Dell is differentiating in this segment through a large variety of selling channels and the unique ability to highly customize offerings with custom artwork and unique colors. This includes network connectivity and wide ranges of hardware configurations, ranging from screen sizes to internal components. Dell has multiple brands for this segment: Dimension is its utility brand; Inspiron is its mobile simplicity brand; Studio focuses on multimedia; Adamo is focused on luxury; and Alienware on gaming. The competitive advantage that Dell is bringing into retail is the increasing ability to combine product that people can touch with their configure-to-order (via kiosk) capability that has historically defined the company. It is planning to increase its Web presence so that all customers (users) of Dell products will be pulled to their site to increase the quality of the relationship with these users and overall sales through Dell.com (think software, accessories, unique services, and additional PCs). There is the hint of a coming Dell LTE smartphone and that Dell will be creating a unique solution that blends hardware, software, services and connectivity back into other Dell offerings into a unique, very attractive, and compelling solution.

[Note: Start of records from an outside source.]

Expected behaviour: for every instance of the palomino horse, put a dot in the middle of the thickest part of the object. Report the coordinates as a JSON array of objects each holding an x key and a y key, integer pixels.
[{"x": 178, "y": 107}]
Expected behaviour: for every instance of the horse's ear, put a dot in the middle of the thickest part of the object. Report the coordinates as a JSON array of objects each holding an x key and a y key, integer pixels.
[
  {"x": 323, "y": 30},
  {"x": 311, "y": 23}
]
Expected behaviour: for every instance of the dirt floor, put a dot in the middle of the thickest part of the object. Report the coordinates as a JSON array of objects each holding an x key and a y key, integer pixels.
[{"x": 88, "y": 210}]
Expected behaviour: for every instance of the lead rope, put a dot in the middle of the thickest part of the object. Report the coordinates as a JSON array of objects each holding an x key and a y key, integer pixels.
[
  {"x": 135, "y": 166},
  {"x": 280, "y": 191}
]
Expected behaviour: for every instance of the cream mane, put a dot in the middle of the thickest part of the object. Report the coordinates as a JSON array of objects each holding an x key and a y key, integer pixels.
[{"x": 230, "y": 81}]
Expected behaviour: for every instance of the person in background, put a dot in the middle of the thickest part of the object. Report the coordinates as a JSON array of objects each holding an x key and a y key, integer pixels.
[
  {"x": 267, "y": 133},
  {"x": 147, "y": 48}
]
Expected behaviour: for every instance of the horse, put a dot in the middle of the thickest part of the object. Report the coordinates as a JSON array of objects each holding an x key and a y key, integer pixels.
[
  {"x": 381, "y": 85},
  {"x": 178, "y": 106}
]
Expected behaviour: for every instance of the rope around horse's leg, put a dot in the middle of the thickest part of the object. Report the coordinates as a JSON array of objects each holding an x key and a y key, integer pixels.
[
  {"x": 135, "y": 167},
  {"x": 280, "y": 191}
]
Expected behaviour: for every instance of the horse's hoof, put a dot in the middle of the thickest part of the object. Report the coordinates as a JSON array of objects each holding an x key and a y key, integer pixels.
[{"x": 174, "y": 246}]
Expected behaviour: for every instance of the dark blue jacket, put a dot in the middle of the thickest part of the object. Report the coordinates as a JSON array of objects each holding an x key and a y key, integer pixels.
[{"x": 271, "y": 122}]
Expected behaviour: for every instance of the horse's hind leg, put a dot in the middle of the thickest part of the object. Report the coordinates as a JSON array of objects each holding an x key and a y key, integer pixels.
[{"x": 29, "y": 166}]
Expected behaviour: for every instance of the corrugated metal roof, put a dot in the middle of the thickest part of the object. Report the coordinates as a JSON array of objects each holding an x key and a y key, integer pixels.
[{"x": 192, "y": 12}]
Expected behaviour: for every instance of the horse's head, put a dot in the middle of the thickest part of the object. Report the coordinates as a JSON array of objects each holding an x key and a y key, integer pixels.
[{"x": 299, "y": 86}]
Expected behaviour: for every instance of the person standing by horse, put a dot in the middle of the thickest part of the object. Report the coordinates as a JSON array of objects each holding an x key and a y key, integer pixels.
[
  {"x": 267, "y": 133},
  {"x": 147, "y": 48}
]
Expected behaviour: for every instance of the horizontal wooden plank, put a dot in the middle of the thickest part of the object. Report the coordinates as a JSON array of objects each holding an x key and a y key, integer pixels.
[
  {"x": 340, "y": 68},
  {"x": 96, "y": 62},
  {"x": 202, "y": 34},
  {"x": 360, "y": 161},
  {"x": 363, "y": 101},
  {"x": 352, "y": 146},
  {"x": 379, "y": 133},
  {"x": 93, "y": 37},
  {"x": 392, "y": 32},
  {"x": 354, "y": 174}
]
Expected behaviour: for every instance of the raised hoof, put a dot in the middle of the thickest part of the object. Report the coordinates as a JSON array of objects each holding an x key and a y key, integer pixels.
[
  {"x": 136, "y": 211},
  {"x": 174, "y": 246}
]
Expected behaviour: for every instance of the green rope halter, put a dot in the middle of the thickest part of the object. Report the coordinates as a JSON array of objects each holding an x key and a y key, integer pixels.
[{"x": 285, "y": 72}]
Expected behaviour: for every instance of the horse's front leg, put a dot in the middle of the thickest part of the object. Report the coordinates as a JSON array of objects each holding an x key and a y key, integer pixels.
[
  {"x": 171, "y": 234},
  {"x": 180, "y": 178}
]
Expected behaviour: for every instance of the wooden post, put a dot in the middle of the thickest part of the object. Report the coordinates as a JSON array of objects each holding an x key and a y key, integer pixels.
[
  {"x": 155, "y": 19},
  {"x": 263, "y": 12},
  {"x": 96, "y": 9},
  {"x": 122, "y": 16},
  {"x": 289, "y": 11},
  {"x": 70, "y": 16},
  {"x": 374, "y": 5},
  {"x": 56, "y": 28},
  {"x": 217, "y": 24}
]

With the one noted exception, what each executive presented was on message and to point. They met the requirements for understanding their respective markets and having unique strategies for each segment. They lacked customer validation, with the exception of their own aggressive adoption of their technology, which makes it difficult to assess how well this is being received by customers outside of their financial performance, which appears to be improving.
On adopting its own technology, I still believe this to be one of the first checks an enterprise buyer should do before selecting a vendor. If a vendor doesn't use its technology aggressively, it suggests it neither sees the value it is selling nor is it fully grasping the problems that customers are likely to have with it and therefore can't effectively mitigate them. Overall, Dell seems to have an improved understanding of what makes it unique and making use of these unique strengths and weaknesses. It is beginning to apply those strengths to differentiate in the market. I think it is still under marketing its solutions but seems to be doing a better job of targeting the marketing it is doing to distinct customer groups. It remains too heavily dependent on the PC segment, but is gradually improving this mix. Dell may be overly conservative with acquisitions given this critical and admitted need for a more balanced product model.